[ X ]

Mercado Financeiro

NOTÍCIAS

voltar

Resumo da semana de 14 a 18/05/2018*

CÂMBIO

O dólar acumulou alta de 3,80% na semana de 14 a 18/05, e encerrou a sexta-feira, 18/05 em novo patamar, a R$ 3,73 (+1,01%). Como já virou quase uma regra nos últimos pregões, houve muita volatilidade e a moeda americana variou centavos: da mínima de R$ 3,71 (+0,38%) à máxima de R$ 3,77 (2,11%). O giro foi elevado, somou US$ 1,26 bilhão. No mercado futuro, o dólar, de manhã, chegou a R$ 3,78 e, perto das 17h, subia 1,13%, negociado a R$ 3,7430. Aqui, o volume estava em US$ 22,5 bilhões, novamente bastante encorpado.

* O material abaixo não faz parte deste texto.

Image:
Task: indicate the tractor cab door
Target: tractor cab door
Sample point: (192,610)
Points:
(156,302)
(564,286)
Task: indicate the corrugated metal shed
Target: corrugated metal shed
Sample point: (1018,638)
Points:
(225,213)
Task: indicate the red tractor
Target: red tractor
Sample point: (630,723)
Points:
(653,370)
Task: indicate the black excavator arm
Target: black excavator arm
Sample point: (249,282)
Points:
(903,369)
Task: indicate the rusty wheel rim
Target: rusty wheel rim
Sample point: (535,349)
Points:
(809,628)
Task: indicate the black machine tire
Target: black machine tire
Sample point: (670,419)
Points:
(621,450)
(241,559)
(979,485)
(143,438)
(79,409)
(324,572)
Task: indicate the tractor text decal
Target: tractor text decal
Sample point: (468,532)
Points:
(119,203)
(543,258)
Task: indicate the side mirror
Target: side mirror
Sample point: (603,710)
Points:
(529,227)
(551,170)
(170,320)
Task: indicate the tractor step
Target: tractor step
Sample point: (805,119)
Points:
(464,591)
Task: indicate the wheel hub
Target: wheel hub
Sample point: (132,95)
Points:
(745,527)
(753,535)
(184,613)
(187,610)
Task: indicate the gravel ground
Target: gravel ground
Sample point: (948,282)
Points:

O fechamento a sexta-feira, 18/05 é o maior valor desde 13 de março de 2016, quando ela ficou em R$ 3,74 – naquele dia, a crise pré-impeachment da presidente Dilma estava praticamente no auge, com a nomeação do ex-presidente Lula para a Casa Civil.

JUROS

Os ativos domésticos tiveram na tarde de 18/05, menos traumática do que a jornada matutina e os juros futuros se afastaram das máximas, mas ainda assim os vencimentos longos fecharam o dia entre 20 e 40 pontos-base acima dos ajustes anteriores. No cômputo geral, a situação seguiu bastante complicada para os investidores, que também ainda não digeriram bem o fato de o Banco Central sinalizar uma coisa e fazer outra, ao manter a Selic em 6,5%. O dólar desacelerou os ganhos ante o Real à tarde, o que moderou o ritmo de zeragem de posições vendidas nos juros, após levarem as taxas futuras às máximas pela manhã do dia 18/05. “Há uma zerada dos investidores em Brasil. A aversão ao risco maior a mercados emergentes acaba levando a movimentos de stop loss e o estresse no câmbio perturba demais os juros”, resumiu a economista-chefe da ARX Investimentos, Solange Srour.

BOLSA

O mercado brasileiro de ações teve mais um pregão de intensa volatilidade e perdas, com os ativos ainda refletindo o desconforto gerado entre os investidores após a decisão de política monetária do Banco Central. O Índice Bovespa já abriu em queda e teve momentos de forte aceleração do movimento, chegando a registrar recuo de 2,67% no período da tarde de 18/05. Na última hora, desacelerou o ritmo e fechou aos 83.081,88 pontos, com baixa de 0,65%. Os negócios somaram R$ 17,4 bilhões, novamente acima da média de maio.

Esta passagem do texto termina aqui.